Saturday, 31 October 2009

70 Years of Marvel - 1994


Can you believe there was a time when we weren't all just a bit tired of Alex Ross' painted artwork? Or when hardly anyone had heard of Kurt Busiek? Marvels made stars of both men, and deservedly so. A retelling of some of the most iconic moments from the 60s and 70s of Marvel Comics, through the cynical eyes of a photojournalist, Marvels managed to make events like the coming of Galactus and the death of Gwen Stacy come to life in a way that even Jack Kirby and Gil Kane could only dream. Like all classics, it's probably a bit overrated, but it holds up a damn site better than most modern classics, much like the source material that Busiek and Ross were studying.
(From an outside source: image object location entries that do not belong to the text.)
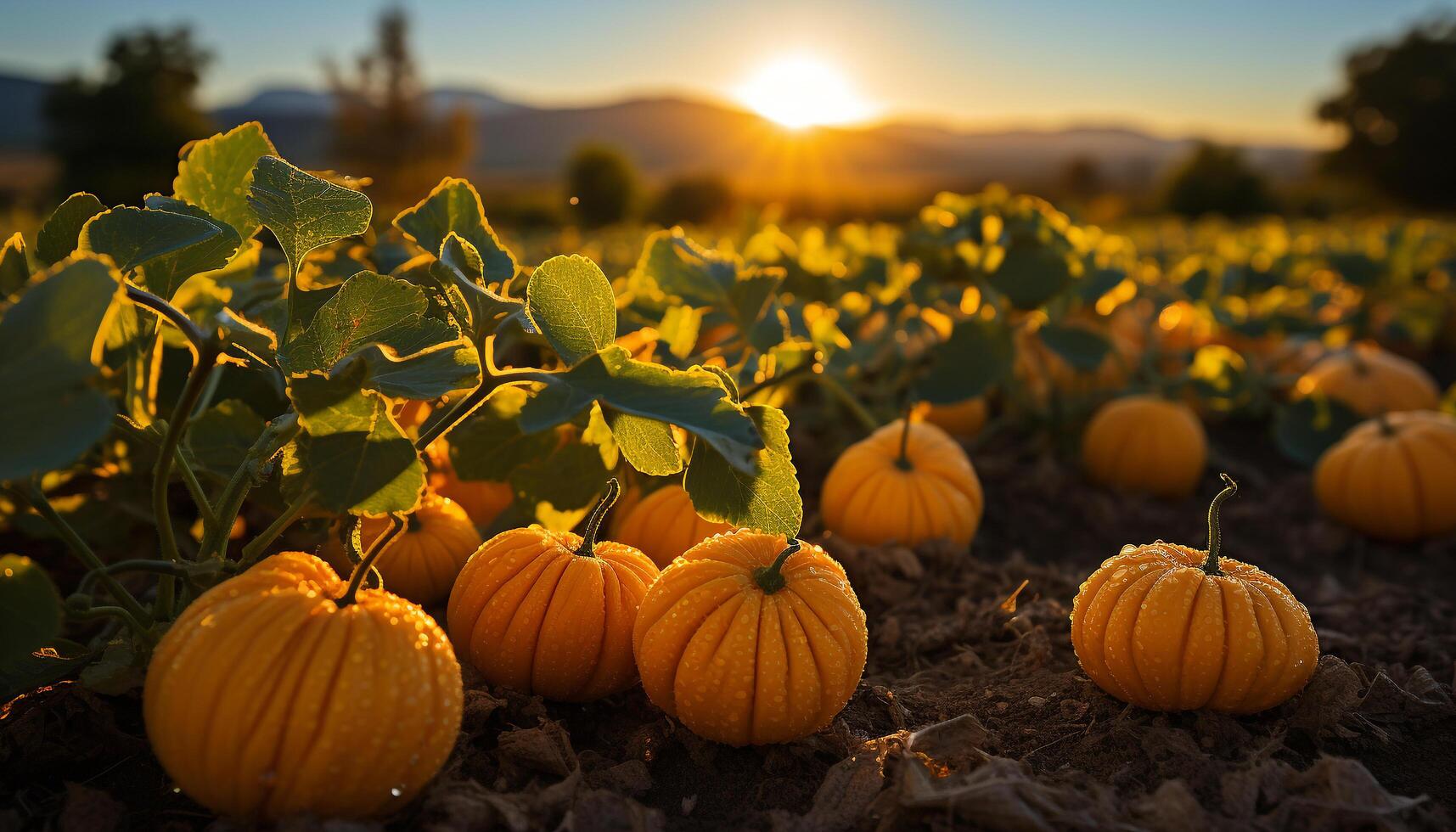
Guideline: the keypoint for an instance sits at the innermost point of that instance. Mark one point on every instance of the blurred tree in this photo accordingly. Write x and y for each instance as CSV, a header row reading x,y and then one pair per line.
x,y
1398,113
383,126
694,200
602,185
118,138
1216,181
1994 was also the year that saw Avengers West Coast shut down and replaced with the much more EXTREME Force Works. It featured some of the earliest Marvel US work by the 2000AD team of Dan Abnett and Andy Lanning, who would do much better on books to come. Mostly made up of disaffected ex-Avengers, Force Works handled cases too EXTREME for other super teams. I'd take the piss out of this more, but it doesn't really deserve it. Not compared to the awful terribleness that was Fantastic Force, an attempt to create an FF franchise. This starred mysteriously grown-up Franklin Richards leading a team of heroes so obscure that they arrived without trace, and vanished the same way a year or so later. Interestingly, the team was brought together by the Black Panther, who somehow managed to wriggle out of membership. Good choice, T'challa.

Less terribly awful, at least at first, was Generation X, an attempt at the whole "mutant kids learning to adjust to their powers in a school environment" concept, that the New Mutants had tried a decade or so back. This saw the transformation of Emma Frost from White Queen of the Hellfire Club to the sarcastic schoolmistress we've all come to know and love.

Another new book, and one which whilst somewhat better regarded, would vanish without trace after barely a handful of issues, was Clan Destine, Alan Davis' follow-up to his Excalibur work. Quirky does not usually equate with longevity, and this was no exception.

Oh, and was there something else? I'm sure there was some other event. Oh, yes, of course. Spider-Man began to share book space with a young man calling himself Ben Reilly. Disaster lay ahead...

In the real world, or close to it, Kurt Cobain broke teenage grunge hearts all over the world, Ayrton Senna crashed into a wall at 135mph, and John Smith died, giving God's Gift To Labour a chance to rule Britain in a couple of years.